Worse, the house was sometimes associated with Le Corbusier, a frenemy who took an unnatural interest in the building. In 1938 and ’39, while a guest of Badovici, Le Corbuiser modified E1027 by painting seven murals on its previously white walls, a bizarre act of vandalism with psychological overtones. “Seemingly affronted that a woman could create such a fine work of modernism,” the British architecture critic Rowan Moore wrote in a Guardian article about the house, “Le Corbusier asserted his dominion, like a urinating dog, over the territory.” (He later built his own vacation cabin just a few feet away.)
But if the show focuses on Gray as an architect, it doesn’t slight her work as a designer, which began when she moved from her birthplace in County Wexford, Ireland, to London in 1900. Two years later, she relocated to Paris, where she lived until she died, in 1976. There, she collaborated with the Japanese lacquer master Seizo Sugawara and the Scottish weaver Evelyn Wyld. Examples of her work in both mediums are highlights of the exhibition, given how little-known they are compared with her later furniture. She opened a gallery in 1922 to show her rugs, their patterns reminiscent of Russian constructivism, but didn’t sell many. She told Hodgkinson, “French people are very slow to like anything modern.”
And by the mid-1920s, modernism was everything to Gray. Whereas once she had carved wood and painstakingly applied lacquer and other finishes, now she was creating furniture with sleek lines and surface patterns influenced by the De Stijl movement (the subject of an important show in Paris in 1923). Later furniture capitalized on industrial techniques. The exhibition contains 11 pieces she designed for E1027, including a round, adjustable-height table that is perhaps her most famous design and the hammock-like Transat chair, which, Pitot writes, “allows its user to savor repose and contemplation in suspended time.”
After she gave the house to Badovici, she built a second retreat for herself nearby, the Tempe à Pailla. But she soon sold that house (to artist Graham Sutherland).
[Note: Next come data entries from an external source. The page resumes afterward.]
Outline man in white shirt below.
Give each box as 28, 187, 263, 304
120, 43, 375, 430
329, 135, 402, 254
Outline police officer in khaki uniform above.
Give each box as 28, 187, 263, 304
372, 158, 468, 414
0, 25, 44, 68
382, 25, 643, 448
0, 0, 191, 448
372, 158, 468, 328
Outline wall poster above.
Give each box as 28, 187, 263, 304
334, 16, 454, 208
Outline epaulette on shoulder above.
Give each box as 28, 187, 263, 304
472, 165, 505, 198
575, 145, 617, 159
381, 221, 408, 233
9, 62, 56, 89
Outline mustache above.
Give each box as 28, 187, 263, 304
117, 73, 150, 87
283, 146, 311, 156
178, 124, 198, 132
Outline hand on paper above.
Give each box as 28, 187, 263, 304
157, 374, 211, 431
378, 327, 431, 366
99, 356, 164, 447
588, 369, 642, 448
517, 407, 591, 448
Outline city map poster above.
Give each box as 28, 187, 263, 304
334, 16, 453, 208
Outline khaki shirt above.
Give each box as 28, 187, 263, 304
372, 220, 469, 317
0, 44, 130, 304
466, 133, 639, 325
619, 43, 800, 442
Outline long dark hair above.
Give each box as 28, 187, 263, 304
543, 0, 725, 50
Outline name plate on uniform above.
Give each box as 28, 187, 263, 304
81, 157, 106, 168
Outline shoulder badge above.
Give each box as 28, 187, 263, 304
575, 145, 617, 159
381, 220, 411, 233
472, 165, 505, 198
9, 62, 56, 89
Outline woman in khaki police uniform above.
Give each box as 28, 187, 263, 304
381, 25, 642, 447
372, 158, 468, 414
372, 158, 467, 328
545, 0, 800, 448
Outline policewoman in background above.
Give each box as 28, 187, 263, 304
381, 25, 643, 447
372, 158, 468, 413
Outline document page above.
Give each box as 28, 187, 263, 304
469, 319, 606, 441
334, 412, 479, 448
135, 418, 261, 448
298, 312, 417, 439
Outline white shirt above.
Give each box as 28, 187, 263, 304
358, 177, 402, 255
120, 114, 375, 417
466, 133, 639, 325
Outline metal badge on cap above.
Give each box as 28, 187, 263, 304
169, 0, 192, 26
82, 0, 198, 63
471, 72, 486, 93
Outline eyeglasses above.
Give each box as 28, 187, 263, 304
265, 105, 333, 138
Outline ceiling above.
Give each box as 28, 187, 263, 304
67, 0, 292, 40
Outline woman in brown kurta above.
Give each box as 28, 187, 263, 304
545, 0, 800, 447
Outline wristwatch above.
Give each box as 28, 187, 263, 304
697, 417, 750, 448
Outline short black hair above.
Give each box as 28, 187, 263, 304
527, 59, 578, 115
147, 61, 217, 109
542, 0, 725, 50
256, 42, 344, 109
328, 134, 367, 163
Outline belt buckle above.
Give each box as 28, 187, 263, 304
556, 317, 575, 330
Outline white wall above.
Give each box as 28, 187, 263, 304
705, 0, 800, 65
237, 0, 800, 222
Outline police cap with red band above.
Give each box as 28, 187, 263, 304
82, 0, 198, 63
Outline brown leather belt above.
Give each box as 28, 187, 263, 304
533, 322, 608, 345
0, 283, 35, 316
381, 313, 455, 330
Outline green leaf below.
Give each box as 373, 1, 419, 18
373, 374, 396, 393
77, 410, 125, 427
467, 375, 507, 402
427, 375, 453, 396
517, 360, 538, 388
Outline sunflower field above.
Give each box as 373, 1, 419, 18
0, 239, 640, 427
As she once told a journalist, “I love doing things. I hate possessing them.” Her third completed building was also her own house, this one in Saint-Tropez.
The curators and authors have succeeded in making clear that Gray was more than “just” a furniture designer, yet they have wisely avoided the phrase “woman architect.” Which is a good thing. The catalogue (designed by the Dutch master Irma Boom) makes clear that Gray disliked that label. In 1975, Sheila Levrant de Bretteville, a California artist, organized the first exhibition in the United States dedicated solely to Gray. But the show was at the Woman’s Building, a feminist space in downtown Los Angeles. De Bretteville received a letter from Gray in which she expressed her distaste for the women’s movement and questioned the Woman’s Building designation. “Is this building not for everyone?” Gray wrote. “Surely criticism must only be based on merit,” which, she explained, meant “not emphasizing the difference between individuals.”